The cap transfer star mechanism 14 successively moves caps 12 in a counterclockwise direction to the transfer point 16, where the cap is picked up by the magnetic assembly 40 forming part of each capping head 20 on the capping turret 18. The magnetic assembly, as shown in FIG. 2, forms part of each vertically movable capping head assembly 20. The capping head assembly 20 includes magnets 44,46 located at the end of a longitudinally movable rod assembly 48. Secured to the end of the magnet 46 and positioned to engage the cap 12 is a friction tip 50 which is made of a silicone caulking type compound that serves as an adhesive. The silicone compound prevents damage to the magnets by preventing contact with the magnet and the friction tip 50 prevents slippage of the cap and thus retains the cap in its proper position for disposition on a container. The tip 50 also prevents damage to the cap by virtue of the smooth contact between the cap and the friction tip 50 secured to the magnet.
Other than the novel features referred to herein, the capping head is of a conventional design and includes a chuck 54 which is driven through a clutch (not shown) to fasten a cap to a container.
Briefly, the method of operation is as follows:
A cap is deposited on the star wheel mechanism 14 by the cap feeder assembly 10. Rotation of the star wheel carries the cap to the transfer point 16 where the tip 50 of the rod assembly 48 in its lowered position engages the cap and the magnetic assembly transfers the cap to the capping head 20. The capping head 20 and associated rod assembly carries the cap in a floating condition to the transfer point 24 where it is loosely deposited on a bottle located on the container entry conveyor 26. The filled bottle on the bottle entry conveyor is transferred to the capping turret assembly and retained thereon in axial alignment with a capping head. The capping turret assembly continues to rotate through another approximately 240°, during which time the chuck 54 is lowered to contain the cap within the chuck cavity 56 and the cap is torqued onto the container with the proper torque. Suitable conventional mechanisms are provided for limiting the amount of torque applied to the cap.

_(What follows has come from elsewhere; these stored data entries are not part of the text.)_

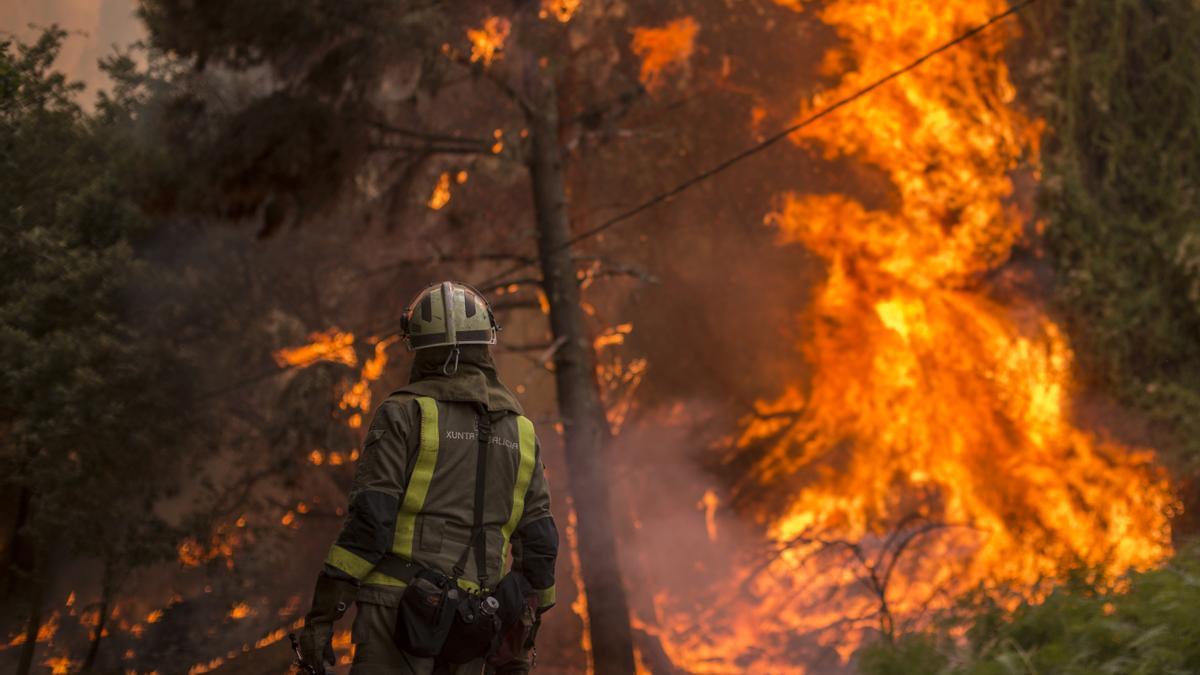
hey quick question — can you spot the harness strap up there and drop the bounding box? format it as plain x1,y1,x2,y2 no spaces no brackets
452,405,491,589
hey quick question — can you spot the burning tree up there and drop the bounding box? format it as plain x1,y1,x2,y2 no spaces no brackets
133,1,741,670
627,0,1179,671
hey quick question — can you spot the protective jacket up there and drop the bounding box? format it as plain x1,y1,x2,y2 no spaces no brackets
323,345,558,611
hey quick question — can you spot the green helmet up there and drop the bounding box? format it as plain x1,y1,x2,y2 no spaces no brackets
401,281,499,350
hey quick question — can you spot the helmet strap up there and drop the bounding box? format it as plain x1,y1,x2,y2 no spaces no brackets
442,346,461,376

Located within the cavity 56 are a plurality of circumferentially spaced polyurethane inserts 60 which engage the cap to facilitate rotating the cap relative to the container such as a bottle to secure the cap 12 to the bottle. These inserts contact the cap 12 and due to their composition do not damage the cap during application.
In the event the inserts wear and replacement becomes necessary, it is merely necessary to remove the insert cover 62, which is secured to the chuck 54 by screws 64.
At transfer point 28, there is contact between the capping turret and the exit conveyor 30, where the capped container is removed from the capping turret 18 to the exit conveyor 30 from where it is moved for further packaging.
It is intended to cover by the appended claims all embodiments which fall within the true spirit and scope of the invention.